Bianca was admitted to the hospital that day. Dr. Ameduri and the team at Mayo began working to get Bianca's pressures down. Laura says it became clear one day just how dire the situation was when she was called to Bianca's room.
"There was probably — I don't even know — 25 people in her room … flurry of activity … crash cart was at the end of her bed. And they had paddled her once. And I had to watch her get paddled a second time. But then she was safe for another little bit," says Laura.
To help Bianca's heart function and lower her lung pressure, she was connected to a biventricular assist device, or BIVAD. A BIVAD helps move blood through the heart. Slowly, surely, the efforts began to pay off. She was added to the transplant list. And in September, six months after being admitted, Bianca received a new heart. Then, just before Thanksgiving, Bianca was discharged. And for the first time in eight months, Bianca headed home … home for the holidays.
Laura says she and Nick had a hard time coming up with gift ideas for Christmas. "Because the things that we wanted couldn't be wrapped, you know, under the tree, but I think sitting there on Christmas morning with our kids opening presents the five of us at home. I think for us, that's really, the miracle of going home for Christmas. And being home was like, the first step towards the rest of our lives," she says.

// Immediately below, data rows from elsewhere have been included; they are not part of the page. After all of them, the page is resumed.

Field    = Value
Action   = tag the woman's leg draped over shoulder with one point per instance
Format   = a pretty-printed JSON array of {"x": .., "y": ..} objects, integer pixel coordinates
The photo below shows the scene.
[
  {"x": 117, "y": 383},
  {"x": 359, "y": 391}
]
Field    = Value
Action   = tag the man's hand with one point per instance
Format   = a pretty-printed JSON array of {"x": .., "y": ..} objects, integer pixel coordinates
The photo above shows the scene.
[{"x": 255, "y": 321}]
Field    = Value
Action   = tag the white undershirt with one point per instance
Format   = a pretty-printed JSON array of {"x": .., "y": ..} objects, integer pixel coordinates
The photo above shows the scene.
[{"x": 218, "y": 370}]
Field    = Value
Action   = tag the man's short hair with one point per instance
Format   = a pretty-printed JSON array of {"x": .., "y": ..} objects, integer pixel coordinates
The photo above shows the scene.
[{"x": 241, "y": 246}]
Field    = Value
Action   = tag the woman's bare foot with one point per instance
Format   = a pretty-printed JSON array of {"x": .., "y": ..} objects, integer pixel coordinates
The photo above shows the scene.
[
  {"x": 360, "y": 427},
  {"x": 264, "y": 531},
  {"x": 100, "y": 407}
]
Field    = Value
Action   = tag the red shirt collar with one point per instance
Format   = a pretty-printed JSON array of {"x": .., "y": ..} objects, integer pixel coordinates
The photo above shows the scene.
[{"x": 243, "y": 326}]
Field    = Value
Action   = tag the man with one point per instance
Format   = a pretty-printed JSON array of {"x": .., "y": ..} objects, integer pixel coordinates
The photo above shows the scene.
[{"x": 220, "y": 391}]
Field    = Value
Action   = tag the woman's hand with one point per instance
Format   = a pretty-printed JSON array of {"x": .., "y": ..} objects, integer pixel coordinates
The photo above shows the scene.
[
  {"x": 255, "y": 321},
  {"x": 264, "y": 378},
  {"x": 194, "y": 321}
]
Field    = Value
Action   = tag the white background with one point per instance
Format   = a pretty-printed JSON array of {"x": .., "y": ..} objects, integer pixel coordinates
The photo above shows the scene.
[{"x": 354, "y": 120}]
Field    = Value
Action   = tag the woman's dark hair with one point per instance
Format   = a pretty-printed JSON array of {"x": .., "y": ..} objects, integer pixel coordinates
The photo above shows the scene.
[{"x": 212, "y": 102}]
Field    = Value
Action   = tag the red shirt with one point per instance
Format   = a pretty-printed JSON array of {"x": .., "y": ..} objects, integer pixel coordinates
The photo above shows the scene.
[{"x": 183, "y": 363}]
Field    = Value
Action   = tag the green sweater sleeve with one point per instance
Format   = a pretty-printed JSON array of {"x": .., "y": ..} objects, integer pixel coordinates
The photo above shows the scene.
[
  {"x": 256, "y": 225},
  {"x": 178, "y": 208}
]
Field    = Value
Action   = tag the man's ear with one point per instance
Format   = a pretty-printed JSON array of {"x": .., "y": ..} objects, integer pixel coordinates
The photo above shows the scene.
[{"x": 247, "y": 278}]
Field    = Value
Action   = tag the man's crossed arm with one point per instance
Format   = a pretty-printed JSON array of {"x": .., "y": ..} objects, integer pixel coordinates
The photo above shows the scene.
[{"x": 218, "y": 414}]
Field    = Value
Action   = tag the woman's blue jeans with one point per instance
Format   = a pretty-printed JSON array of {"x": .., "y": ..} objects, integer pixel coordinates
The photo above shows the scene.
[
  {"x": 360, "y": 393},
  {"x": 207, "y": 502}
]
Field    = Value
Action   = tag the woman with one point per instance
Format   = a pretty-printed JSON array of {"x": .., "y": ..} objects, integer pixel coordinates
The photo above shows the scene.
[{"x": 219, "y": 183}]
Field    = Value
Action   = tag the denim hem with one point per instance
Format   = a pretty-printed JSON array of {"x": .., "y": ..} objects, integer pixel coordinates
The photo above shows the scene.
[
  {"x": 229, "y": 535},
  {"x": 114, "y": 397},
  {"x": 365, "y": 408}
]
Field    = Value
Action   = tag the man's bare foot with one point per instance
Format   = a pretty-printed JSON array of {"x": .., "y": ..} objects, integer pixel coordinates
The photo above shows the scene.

The days and weeks since then have been filled with follow-up appointments. And while there are still challenges, Dr. Ameduri is optimistic about Bianca's future.
"When we transplant children that are her age, the average lifespan of that transplanted heart is about 20 years. However, the field of heart transplantation is only about 40 years old. So if we get 20 years out, who knows what we will have to offer her 20 years down the line," says Dr. Ameduri.
For Nick and Laura, this entire journey of being heart parents has given them a unique perspective.
"I mean, after going through what we've been through, we hear the tantrums and most parents, of course, that's, you know, nails on a chalkboard. But for us, it's like, listen to those healthy lungs, that she can do that because she couldn't for the longest time. She could barely talk. So having the lung capacity and the healthy lungs and a healthy heart — to be able to scream is amazing. It's a miracle in and of itself," says Laura.
April is Donate Life Month, a time to raise awareness about organ donation. Dr. Ameduri says there continues to be a shortage of donor organs. She encourages everyone to consider becoming an organ donor, to provide a miracle for someone like Bianca. Nick and Laura echo that sentiment and, someday, hope to meet the family of Bianca's donor heart.